Alternatively, word vectors use the same high level structural information of the underlying data, but instead map that information into a lower dimensional latent space. In this latent space the distance between two vectors is indicative of the similarities of their high dimensional features. This is useful in classifying the data downstream as a classifies can learn to classify images based on their distances. However, we theorize that embedding our fingerprint vectors into a high dimensional space masks the high level structural information that a convolutional layer can filter over which likely reduces the effectiveness of the convolution layer. We plan to evaluate further in part two of the project.
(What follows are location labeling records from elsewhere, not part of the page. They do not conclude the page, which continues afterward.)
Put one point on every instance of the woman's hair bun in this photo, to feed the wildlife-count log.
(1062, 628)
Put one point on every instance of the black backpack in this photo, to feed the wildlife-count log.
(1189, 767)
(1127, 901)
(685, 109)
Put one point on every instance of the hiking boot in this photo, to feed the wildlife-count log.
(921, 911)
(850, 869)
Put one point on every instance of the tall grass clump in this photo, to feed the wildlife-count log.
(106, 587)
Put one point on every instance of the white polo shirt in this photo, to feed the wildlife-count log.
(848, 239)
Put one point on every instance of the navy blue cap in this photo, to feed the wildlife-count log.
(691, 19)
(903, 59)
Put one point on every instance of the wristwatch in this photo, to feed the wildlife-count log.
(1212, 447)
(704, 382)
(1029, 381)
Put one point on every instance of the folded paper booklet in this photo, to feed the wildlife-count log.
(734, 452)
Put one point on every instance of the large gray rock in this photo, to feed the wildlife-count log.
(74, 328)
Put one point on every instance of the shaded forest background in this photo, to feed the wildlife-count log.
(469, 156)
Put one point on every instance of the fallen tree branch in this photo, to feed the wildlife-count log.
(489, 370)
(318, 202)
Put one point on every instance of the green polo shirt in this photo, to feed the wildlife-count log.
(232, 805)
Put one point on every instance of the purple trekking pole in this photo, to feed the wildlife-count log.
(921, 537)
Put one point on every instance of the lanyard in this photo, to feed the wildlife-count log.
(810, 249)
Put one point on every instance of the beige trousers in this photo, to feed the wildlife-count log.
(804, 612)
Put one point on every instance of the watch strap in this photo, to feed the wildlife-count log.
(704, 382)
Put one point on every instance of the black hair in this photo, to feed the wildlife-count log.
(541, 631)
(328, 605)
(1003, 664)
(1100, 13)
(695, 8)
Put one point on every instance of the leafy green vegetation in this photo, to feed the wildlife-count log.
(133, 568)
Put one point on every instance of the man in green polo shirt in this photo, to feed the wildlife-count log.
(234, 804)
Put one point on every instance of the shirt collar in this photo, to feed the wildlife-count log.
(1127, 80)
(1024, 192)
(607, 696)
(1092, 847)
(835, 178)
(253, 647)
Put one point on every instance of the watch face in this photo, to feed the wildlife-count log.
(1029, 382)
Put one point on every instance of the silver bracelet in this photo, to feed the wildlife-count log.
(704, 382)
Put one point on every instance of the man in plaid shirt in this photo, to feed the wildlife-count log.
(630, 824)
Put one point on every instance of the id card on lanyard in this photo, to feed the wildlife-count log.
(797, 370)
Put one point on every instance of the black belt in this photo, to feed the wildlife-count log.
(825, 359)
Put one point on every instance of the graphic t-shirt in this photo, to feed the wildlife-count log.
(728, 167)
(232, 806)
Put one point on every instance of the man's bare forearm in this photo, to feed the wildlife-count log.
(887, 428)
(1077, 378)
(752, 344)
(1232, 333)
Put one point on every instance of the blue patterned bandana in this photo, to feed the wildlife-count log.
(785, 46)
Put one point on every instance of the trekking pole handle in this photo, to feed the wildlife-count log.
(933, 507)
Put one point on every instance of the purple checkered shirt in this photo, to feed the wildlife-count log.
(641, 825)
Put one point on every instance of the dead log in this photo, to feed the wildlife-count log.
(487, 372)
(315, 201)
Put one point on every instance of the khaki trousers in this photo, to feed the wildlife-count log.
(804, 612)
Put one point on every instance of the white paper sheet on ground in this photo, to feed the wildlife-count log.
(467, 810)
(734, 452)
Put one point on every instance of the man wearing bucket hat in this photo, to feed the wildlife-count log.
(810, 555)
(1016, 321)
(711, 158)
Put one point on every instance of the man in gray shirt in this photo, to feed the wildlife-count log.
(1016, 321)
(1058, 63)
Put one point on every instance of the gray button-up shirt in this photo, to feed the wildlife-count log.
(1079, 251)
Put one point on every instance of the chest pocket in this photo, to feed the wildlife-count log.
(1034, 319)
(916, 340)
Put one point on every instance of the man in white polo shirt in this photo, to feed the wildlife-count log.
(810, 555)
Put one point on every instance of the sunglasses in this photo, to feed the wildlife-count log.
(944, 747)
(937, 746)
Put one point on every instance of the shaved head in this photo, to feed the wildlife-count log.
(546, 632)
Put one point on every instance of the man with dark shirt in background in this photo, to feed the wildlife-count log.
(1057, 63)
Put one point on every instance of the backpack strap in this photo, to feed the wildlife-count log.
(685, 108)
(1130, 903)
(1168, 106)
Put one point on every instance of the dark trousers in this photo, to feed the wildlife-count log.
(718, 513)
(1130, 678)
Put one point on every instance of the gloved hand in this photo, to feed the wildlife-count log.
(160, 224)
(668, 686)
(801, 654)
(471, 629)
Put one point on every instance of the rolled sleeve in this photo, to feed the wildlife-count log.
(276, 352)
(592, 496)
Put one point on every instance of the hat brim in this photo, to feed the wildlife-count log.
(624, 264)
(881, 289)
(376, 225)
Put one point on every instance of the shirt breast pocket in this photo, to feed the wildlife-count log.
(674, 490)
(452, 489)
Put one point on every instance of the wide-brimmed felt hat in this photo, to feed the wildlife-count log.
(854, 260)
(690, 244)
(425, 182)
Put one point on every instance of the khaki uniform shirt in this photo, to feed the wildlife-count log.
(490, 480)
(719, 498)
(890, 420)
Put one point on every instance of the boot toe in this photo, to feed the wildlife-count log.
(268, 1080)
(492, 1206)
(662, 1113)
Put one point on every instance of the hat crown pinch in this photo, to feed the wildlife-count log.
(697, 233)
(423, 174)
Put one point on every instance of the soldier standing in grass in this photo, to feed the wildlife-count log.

In addition to the DrugBank testing dataset, we also want to use a validation set external to DrugBank. [5] If the model produces similar results on the external datasets, we can be more confident that our model is capturing patterns related to chemical-gene relationships rather than only learning how to capture intricacies of DrugBank. We choose to use BindingDB because of its large number of samples and pre-listed chemical SMILES information and gene information. However, BindingDB lists many chemical-gene interactions, and does not label which reactions are actually used as drugs. Therefore, we will need to assign labels to the samples as which pairs represent drugs (samples of label 1, ‘drug’), and which do not have a drug relationship (samples of label 0, ‘not drug’).

Figure 3

Figure 3: 1) The distribution of chemical reaction measurements for all of Binding DB and listed DrugBank samples. 2) The normalized IC50 measurement distribution for all of Binding DB and listed Drugbank samples.

We choose to create a threshold for chemical reaction measurements to create ‘drug’ and ‘not drug’ samples. The measurement units of Binding DB indicate stronger reactions as the measurement decreases, and weaker reactions as the measurement increases. A sample is labeled as a drug interaction if the chemical measurement falls below the threshold, and not a drug interaction if it falls above. We merged the BindingDB and DrugBank datasets contained matches in drug-gene interactions, and observed the distribution of the databases to choose a threshold. To complicate matters, BindingDB records chemical-gene interactions with several different types of reaction measurements. Both databases listed measurements in units of IC50 most frequently (Fig 3.1), therefore we chose to pick samples with entries using the IC50 measurement. We compared the distributions for BindingDB and DrugBank in Fig 3.2. This comparison shows a distinct dropoff for the number of drugs at an IC50 value of seven, therefore we will begin with seven as our threshold. If we use a threshold of seven, then BindingDB produces 132,004 drug relationships and 922,635 non-drug relationships.

Bibliography

[1] Business Research Company. “The Growing Pharmaceuticals Market: Expert Forecasts and Analysis.” Market Research Blog, blog.marketresearch.com/the-growing-pharmaceuticals-market-expert-forecasts-and-analysis.

[2] Commissioner, Office of the. “Step 3: Clinical Research.” U.S. Food and Drug Administration, FDA, www.fda.gov/patients/drug-development-process/step-3-clinical-research.

[3] Dimasi, Joseph A., et al. “Innovation in the Pharmaceutical Industry: New Estimates of R&D Costs.” Journal of Health Economics, vol. 47, 2016, pp. 20–33., doi:10.1016/j.jhealeco.2016.01.012.

[4] Gilson, Michael K., et al. “BindingDB in 2015: A Public Database for Medicinal Chemistry, Computational Chemistry and Systems Pharmacology.” Nucleic Acids Research, vol. 44, no. D1, 2015, doi:10.1093/nar/gkv1072.

[5] Wishart, David S, et al. “DrugBank 5.0: a Major Update to the DrugBank Database for 2018.” Nucleic Acids Research, vol. 46, no. D1, 2017, doi:10.1093/nar/gkx1037.